As you can see, all references to the virtual methods in the virtual method table of tbase have been removed, since the compiler knows they can never be referenced. This allows the linker to throw away these methods if they are not referenced anywhere else either. In our example, that is only true for tbase.test.
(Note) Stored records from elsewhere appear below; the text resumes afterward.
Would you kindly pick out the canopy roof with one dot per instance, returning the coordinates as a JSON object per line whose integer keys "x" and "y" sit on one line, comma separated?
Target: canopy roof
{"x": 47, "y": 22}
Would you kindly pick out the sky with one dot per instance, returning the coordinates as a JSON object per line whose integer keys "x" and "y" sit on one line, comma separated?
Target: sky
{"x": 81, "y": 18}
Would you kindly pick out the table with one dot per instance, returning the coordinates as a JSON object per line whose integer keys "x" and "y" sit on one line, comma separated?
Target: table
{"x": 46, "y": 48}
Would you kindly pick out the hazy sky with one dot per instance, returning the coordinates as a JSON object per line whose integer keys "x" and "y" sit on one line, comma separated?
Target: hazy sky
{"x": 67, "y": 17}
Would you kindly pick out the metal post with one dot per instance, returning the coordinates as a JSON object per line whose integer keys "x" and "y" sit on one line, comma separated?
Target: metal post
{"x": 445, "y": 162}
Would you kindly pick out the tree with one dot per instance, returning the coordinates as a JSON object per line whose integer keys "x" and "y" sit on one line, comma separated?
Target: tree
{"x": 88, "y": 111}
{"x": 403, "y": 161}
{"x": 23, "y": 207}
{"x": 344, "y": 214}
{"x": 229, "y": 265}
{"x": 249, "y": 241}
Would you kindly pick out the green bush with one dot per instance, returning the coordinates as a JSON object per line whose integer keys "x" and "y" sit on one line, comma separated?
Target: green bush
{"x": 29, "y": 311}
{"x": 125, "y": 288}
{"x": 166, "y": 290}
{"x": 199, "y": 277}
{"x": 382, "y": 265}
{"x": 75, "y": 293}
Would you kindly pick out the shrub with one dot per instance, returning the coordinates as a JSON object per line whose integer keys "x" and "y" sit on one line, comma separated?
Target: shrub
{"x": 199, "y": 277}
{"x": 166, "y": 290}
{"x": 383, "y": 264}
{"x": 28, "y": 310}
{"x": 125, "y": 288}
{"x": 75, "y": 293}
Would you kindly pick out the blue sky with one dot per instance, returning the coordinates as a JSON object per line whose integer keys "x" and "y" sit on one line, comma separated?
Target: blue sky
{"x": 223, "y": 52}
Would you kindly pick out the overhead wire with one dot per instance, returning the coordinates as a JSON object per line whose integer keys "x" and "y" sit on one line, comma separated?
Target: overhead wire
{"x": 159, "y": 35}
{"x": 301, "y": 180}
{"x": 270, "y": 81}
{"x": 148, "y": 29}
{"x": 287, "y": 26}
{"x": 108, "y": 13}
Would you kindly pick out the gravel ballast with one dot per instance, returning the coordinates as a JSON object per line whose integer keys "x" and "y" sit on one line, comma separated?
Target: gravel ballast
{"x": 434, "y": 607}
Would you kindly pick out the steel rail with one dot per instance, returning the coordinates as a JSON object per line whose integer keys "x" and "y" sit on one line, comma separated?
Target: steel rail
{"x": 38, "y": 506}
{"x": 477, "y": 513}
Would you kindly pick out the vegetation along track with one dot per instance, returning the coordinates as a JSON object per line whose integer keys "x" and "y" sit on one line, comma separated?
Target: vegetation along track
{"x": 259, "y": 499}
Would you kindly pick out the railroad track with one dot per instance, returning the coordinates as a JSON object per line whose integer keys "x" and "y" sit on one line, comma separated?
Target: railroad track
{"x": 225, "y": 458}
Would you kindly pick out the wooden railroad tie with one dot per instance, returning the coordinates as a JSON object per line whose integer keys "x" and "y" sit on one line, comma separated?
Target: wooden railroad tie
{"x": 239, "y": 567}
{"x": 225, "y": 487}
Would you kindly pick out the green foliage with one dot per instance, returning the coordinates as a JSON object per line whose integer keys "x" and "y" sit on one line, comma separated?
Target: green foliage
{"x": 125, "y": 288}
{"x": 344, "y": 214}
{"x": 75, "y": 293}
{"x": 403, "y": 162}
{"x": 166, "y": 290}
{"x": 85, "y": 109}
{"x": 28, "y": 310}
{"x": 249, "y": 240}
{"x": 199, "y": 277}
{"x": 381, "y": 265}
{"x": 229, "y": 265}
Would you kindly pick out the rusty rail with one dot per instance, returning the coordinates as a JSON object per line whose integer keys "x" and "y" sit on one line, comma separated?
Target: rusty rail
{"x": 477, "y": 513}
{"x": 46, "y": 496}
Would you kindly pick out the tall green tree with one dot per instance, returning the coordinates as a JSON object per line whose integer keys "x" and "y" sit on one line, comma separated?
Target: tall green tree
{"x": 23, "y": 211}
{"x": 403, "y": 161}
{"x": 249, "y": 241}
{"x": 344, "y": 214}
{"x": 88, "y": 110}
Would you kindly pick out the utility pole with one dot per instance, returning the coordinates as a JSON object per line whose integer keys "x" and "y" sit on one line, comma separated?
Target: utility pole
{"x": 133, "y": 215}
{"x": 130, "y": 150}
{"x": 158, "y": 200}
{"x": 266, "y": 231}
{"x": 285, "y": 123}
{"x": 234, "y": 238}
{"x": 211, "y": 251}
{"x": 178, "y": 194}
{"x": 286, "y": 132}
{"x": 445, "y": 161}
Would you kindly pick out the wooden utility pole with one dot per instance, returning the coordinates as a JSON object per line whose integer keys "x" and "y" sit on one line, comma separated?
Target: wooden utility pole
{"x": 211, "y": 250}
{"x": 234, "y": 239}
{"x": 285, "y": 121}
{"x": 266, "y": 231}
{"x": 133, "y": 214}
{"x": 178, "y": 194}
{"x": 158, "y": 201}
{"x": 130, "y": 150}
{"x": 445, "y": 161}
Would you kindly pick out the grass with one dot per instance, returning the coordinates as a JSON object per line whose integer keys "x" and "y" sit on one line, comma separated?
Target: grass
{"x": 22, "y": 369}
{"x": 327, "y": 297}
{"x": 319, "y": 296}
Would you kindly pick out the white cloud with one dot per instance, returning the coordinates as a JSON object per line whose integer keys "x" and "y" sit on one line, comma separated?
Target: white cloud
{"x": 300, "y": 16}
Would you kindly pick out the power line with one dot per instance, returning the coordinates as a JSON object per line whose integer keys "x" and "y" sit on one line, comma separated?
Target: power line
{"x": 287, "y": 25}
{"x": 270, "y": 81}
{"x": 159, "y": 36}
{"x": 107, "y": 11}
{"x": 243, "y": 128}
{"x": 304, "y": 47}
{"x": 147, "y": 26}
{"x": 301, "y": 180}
Now let's look at the effect of the second recompilation:

$ diff -u twpo4.s2 twpo4.s
--- twpo4.s2	2008-12-11 19:00:15.000000000 +0100
+++ twpo4.s	2008-12-11 19:00:29.000000000 +0100
@@ -103,9 +103,7 @@
 	movl	%eax,-4(%ebp)
 # [54] bb.test;
 	movl	-4(%ebp),%eax
-	movl	-4(%ebp),%edx
-	movl	(%edx),%edx
-	call	*80(%edx)
+	call	L_P$PROGRAM_TCHILD1_$__TEST$stub
 # [55] bb.free;
 	movl	-4(%ebp),%eax
 	call	L_SYSTEM_TOBJECT_$__FREE$stub
@@ -139,10 +137,7 @@
 # [63] bb.test;
 	movl	L_U_P$PROGRAM_BB$non_lazy_ptr-Lj2(%ebx),%eax
 	movl	(%eax),%eax
-	movl	L_U_P$PROGRAM_BB$non_lazy_ptr-Lj2(%ebx),%edx
-	movl	(%edx),%edx
-	movl	(%edx),%edx
-	call	*80(%edx)
+	call	L_P$PROGRAM_TCHILD1_$__TEST$stub
 # [64] a:=2;
 	movl	L_U_P$PROGRAM_A$non_lazy_ptr-Lj2(%ebx),%eax
 	movl	$2,(%eax)

As you can see, the two virtual method calls to bb.test (one inside the never called notcalled procedure, and one in the main program) have been replaced with calls to tchild1.test.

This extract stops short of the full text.